Happy Thanksgiving everyone! and thanks again.
 
Ayla ny said:
Jen, I hadn’t even really considered that. you mean my ex, right? I think I’m ok there tho. he didn’t like it so much when his wife felt and wanted things that he just could not ‘get’ but to this day he still tells me I am a wonderful mother. even if I can’t cook. 🙄

Yep. That's what I meant. I hope you're correct.

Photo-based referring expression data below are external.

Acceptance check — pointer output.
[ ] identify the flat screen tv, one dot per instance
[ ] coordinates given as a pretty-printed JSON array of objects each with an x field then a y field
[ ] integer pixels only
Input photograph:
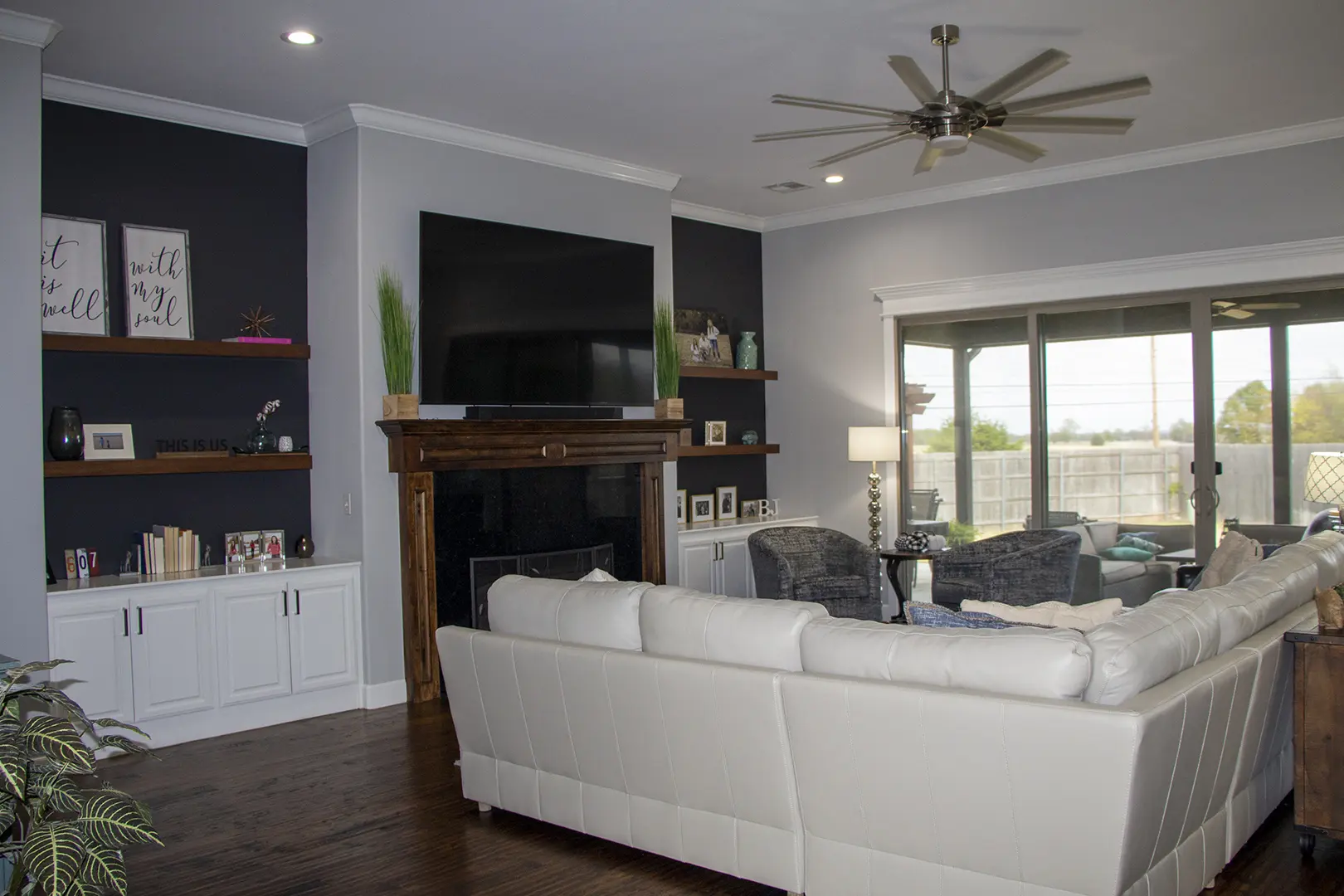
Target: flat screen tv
[{"x": 523, "y": 316}]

Oh. You do open a mean bag of Peanut M&Ms. 😛
 
I have long suspected...

...that there's a strong genetic predispostion passed along the hereditary chain towards our favorite "sport". Genetics is basically a crap-shoot as far as what characteristics are going to be passed along, (eye/hair color, physical structure, etc...). But with the benefit of hindsight, coupled with the perspective that being a member of the tickling community has given me, I'm positive beyond any shadow of a doubt that my father was a tickler, both my older brothers are ticklers, and my own teenage son is an up-and-coming ticklemonster like his old man. I've been wondering how to deal with this myself, and it's a great comfort to know that I'm not the only one this has occurred to. I've actually talked about it in a very VERY VERY roundabout sort of fashion, never giving TOO much in the way of details, but letting him know that it's perfectly fine to feel this way about it, provided it's not abused and done appropriately. (Time and a place for everything, etc...) I for one am very thankful that we've got this venue to bat these topics back and forth in! I wish we'd had resources like this available when I was a young boy that thought he was weird for having this fascination with tickling, that I was "the only one" who could possibly think about it this way!